Berlin (Reuters) - Bundesfinanzminister Christian Lindner will sich nicht auf einen konkreten Zeitplan zur Lösung des seit Monaten schwelenden Haushaltsstreits festlegen.

In einer rund 90-minütigen Befragung im Haushaltsausschuss des Bundestages skizzierte der FDP-Chef Teilnehmern zufolge lediglich einen groben Plan. Demnach soll das Kabinett der Ampel-Regierung aus SPD, Grünen und FDP möglichst noch vor der parlamentarischen Sommerpause einen Entwurf für den Etat 2024 beschließen. Das müsste bis zur ersten Juli-Woche gelingen. Den Teilnehmern zufolge soll die Zuleitung an den Bundestag spätestens bis Mitte August erfolgen. In der ersten September-Woche könnte der Bundestag dann wie ohnehin geplant erstmals darüber im Plenum beraten.

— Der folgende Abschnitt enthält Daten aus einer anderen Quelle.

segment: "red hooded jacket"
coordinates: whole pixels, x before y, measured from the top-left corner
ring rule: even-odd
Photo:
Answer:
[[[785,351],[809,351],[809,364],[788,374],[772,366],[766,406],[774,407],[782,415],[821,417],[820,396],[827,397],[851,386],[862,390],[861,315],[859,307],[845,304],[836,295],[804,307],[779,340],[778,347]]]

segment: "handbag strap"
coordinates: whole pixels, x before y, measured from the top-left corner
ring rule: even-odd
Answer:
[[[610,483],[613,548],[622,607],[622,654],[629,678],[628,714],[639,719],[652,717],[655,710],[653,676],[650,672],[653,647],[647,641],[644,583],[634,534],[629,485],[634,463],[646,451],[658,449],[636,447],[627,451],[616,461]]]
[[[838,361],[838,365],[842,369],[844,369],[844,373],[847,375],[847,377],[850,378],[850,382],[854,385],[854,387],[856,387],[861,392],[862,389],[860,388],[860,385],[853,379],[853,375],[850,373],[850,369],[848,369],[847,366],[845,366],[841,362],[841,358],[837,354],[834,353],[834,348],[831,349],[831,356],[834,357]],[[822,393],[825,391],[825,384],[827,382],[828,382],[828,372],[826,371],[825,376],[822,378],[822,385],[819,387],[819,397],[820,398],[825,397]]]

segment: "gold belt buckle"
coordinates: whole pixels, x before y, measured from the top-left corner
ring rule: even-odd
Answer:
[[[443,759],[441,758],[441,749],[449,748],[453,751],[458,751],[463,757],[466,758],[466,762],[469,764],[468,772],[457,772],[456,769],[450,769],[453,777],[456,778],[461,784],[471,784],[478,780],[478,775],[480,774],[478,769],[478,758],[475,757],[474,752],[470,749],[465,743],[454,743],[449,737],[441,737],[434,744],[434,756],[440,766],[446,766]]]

Lindner sagte vor der Sitzung, pauschale Ausgabenkürzungen nach der Rasenmähermethode werde es nicht geben. "Das wäre nicht gestaltend." Anderslautende Spekulationen seien gegenstandlos. Es solle auch keine einseitigen Belastungen von Autofahrern oder des Mittelstands geben. Das Finanzministerium werde zeitnah den genauen Weg dem Bundestag vorstellen. Alle Koalitionspartner müssten dann ihren Beitrag leisten.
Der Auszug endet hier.